Last week’s post on 2015 British Columbia property taxes was shared with the “Maple Ridge Council Watch” Facebook group, and there were comments on that site about gaps in my presentation.
I’ll point out again that there’s no magic lens to provide clarity on the property tax situation. The system is complicated, and the question of whether you or I are receiving value or fair treatment will always be open to debate.
An obvious point missed last week: the property tax system takes no account of income. Individually, wealthy people often own valuable properties; but in a fast-changing market like ours, many ordinary homes have become valuable, and people on modest or fixed incomes must choose between paying very high taxes or moving away from their communities. On the other hand, someone like myself who lives in a two-income household with no kids gets a very good deal, with police protection, fire protection, transit, well-maintained streets and many other benefits for less than the household cost of car insurance.

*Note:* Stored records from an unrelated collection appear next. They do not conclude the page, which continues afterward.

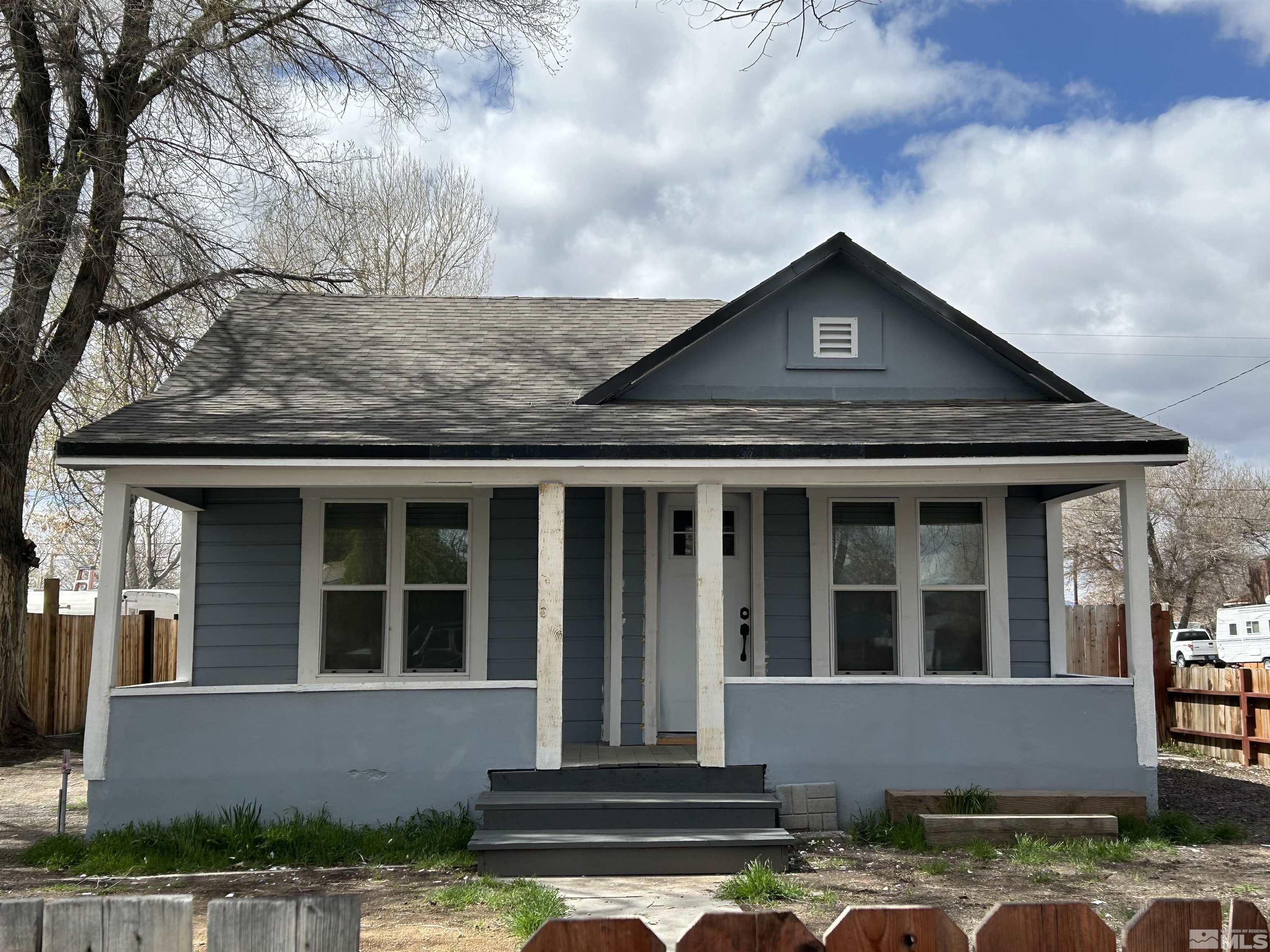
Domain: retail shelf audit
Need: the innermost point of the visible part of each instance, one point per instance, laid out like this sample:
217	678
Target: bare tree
390	223
135	134
1207	521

I also pay schooling and recreation costs for other people’s children, and I’m prepared to do that.
City by city, the correlation in B.C.’s Lower Mainland between average household incomes and property taxes is uncertain, with Maple Ridge (for example) having relatively high household incomes and relatively low property taxes. Vancouver and Richmond have lower average incomes and higher taxes, but what does “average” mean in Vancouver, with its large populations of both low-income renters and high-income homeowners? The federal government used to publish household income information on a local basis in its StatsCan Community Profiles, but 2006 is the latest online census year for this free service.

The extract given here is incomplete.